Mi abuelo estaba alegre. Me tendía los brazos. Su energía era la de sus años de viajes al oriente. Y en ese momento lo supe. Huelo como él. Incluso en eso me parezco. Su abrazo no traía reproches. Ni por mi falta de fe. Ni por nada. Solo cariño. Y luego, esas palabras que me dejó en el aire: “Vámonos, la vida es un viaje, y este lo quiero hacer con pocas paradas.” ¿Qué quiso decir? No lo sé. Todo se diluye, como siempre.

Me despierto y veo mis notas. Garabateos sobre la historia del padre de Deborah, un hombre alto, fuerte, como mi tío José. Alemán. Nunca hablo de él, pero allí estaba, en el sueño. Un carpintero que apareció en nuestra vida de la nada, trayendo leche de madrugada. Hablaba un español enredado por un accidente, no por su acento. Así era el papá de Deborah. Un hombre frío. Implacable. ¿Cómo se supone que voy a escribir eso? Me metería en problemas. Y tú también, le dije a Deborah, pero ella se reía. “Vamos a hacer dinero”, dijo. De algún lugar sacó un baúl lleno de fotos, objetos de hojalata, y una Colt 45. “Me la regaló mi papá cuando cumplí 15”. La manejaba como si fuera natural, aunque estábamos soñando. Me incomodó. ¿Y si se le escapaba un tiro? ¿Cuál de estas realidades es la verdadera? A veces siento que nunca me voy a despertar.

De repente, un camarada entró en escena. Un tipo desagradable. Taimado. De esos que odias sin saber por qué. Probablemente un agente cubano, de los que entraron con Meihan Lares. Se reía. Mostraba un Magnum que le había regalado Douglas Bravo. “La orden era pegarle un tiro mientras cagaba”, dijo.

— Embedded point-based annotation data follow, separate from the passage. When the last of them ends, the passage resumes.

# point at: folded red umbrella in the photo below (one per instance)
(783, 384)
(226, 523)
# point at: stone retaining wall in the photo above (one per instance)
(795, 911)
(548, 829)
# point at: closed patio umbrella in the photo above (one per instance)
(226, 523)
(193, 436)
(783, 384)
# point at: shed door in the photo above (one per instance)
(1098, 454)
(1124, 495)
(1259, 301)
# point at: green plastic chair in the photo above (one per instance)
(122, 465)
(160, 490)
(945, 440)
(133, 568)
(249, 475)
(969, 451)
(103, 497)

Así, ridículo. “Esa era la orden del caballo”. Y yo, tomando notas en un cuaderno que ya no tenía páginas. Sabía que mi vida dependía de ello.

Deborah me decía: “Toda familia quiere ser una saga. Los Corleone. Los Buendía. Figuras literarias. Románticas. Pero si cuentas la verdad, acabarás en una zanja. No porque hayas revelado algo importante, sino porque a nadie le importa que los trapos sucios salgan al sol. Todo el mundo quiere ser un villano simpático. Un degenerado entrañable. Pero si dices la verdad, estás muerto”. Y allí estaba yo. Tomando notas. Navegando en un bote frente a Playa Colorada. Viendo mis pies mojados. Cansado de nadar. Deseando despertar. Pero no lo hice.

El sueño terminó en algún lugar del oriente. Olvidé traer conmigo la libreta. Me levanté con la sensación de que no dormí. Que no soñé. Que no escribí nada. Pero aquí estoy. Extrañando esa libreta que nunca existió. Ansioso por una historia tan falsa como todas las demás.